Сет взял толстый кусок угля, большую папку для набросков, и его сейчас же захватила лихорадка созидания. Он прерывался только для того, чтобы размять скрюченные пальцы и немеющие запястья. Останавливаясь перед столом или усаживаясь на пол со скрещенными ногами, он выставлял перед собой лист в поисках наилучшего освещения или передвигался, чтобы утихомирить боль в вялых нетренированных мышцах, но при этом ни на секунду не переставал работать.
Яростно, спешно, не раздумывая, Сет выплескивал образы на бумагу непрерывным потоком, словно какое-то колоссальное, все нарастающее внутреннее давление отыскало крохотную дырочку, лазейку к свободе, и ручеек превратился в лавину.
Выдергивая из папки один лист за другим, кидая наброски рядом с собой на жесткий ковер, он порождал все новые и новые рисунки в попытке придать очертания, выражения давившим на него лицам, образам и кошмарам или же в точности запечатлеть свои сны. Когда руку накрепко сводило судорогой, Сет стискивал от боли зубы, силясь сохранить толпу персонажей в своем воображении: он боялся, что те растворятся раньше, чем карандаш зафиксирует их в линиях и штрихах хотя бы частично.
Он казался мимолетным и ужасающе живым, этот мощный водоворот образов, звуков и запахов, круживший его. Сет был уверен, что никогда еще не воображал ничего столь значительного с такой отчетливостью и силой. Это было ни на что не похоже. Господи, он обрел самобытность!
Делая короткие перерывы, чтобы сменить позу, Сет оглядывал получившиеся рисунки, разбросанные по всему грязно-коричневому ковру, и каждый раз вздрагивал, поражаясь абсурдности и нечеловечности того, что запечатлел. Он остановился только тогда, когда карманный будильник показал восемь. Все еще ослабленный болезнью и обалдевший от недосыпа, Сет рассеянно выронил карандаш и упал на постель.

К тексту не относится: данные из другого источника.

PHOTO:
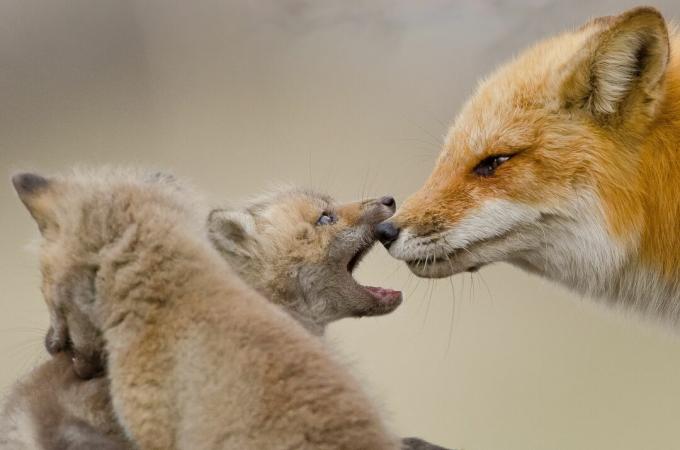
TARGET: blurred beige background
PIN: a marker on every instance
(351, 97)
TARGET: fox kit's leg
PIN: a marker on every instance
(419, 444)
(81, 436)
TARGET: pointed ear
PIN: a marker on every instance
(622, 67)
(37, 194)
(232, 231)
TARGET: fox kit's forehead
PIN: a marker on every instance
(289, 204)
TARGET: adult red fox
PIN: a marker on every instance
(566, 162)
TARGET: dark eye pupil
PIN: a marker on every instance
(489, 165)
(326, 219)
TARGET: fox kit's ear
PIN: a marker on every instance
(622, 67)
(232, 231)
(37, 193)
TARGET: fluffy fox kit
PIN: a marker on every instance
(565, 162)
(129, 260)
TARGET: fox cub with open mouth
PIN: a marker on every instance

Булькнув, включились батареи центрального отопления. Наверху заиграло радио. Но стоило Сету погасить лампу, как в следующий миг он уже спал, так и не сняв уличной одежды.
– Нам нельзя здесь находиться.
– Я хотел кое-что показать тебе.
Шепот Сета звучал в сыром воздухе напряженно и торопливо.
– Это же чужая квартира, частная территория.
Сет стоял рядом с мальчиком в капюшоне на свободном пятачке пола на чердаке.
– Мы можем ходить куда захотим.
Потолок под сводом крыши загибался полукругом. Было темно, но сквозь одинокое стрельчатое окно над кроватью просачивался мутноватый желто-серый свет. Мерцание проходило сквозь подтеки на оконном стекле, и хотя казалось, что оно умирает там же, рядом с подоконником, задушенное завесой спертого воздуха и тенями обшарпанных стен, его все-таки хватало, чтобы различить очертания мебели и мусор на полу. Черные споры грибка проступали из-под слоя краски, а ковер был такой колючий, что хрустел под ногами, словно засохшие крошки. Когда глаза привыкли к сумраку, Сет разглядел больше. Гораздо больше.
Молочные бутылки разной степени опустошенности торчали среди растрепанных газетных кип, разбросанной одежды, разнородных столовых приборов и кухонной утвари, грязных тарелок и стальных кастрюль, тусклых от жира и пыли, от которых поднимался почечный запах. Зажмурив глаза, Сет закрыл рот и нос рукавом в тщетной попытке не пустить вонь в легкие.
– Мне показалось, тебе стоит это увидеть.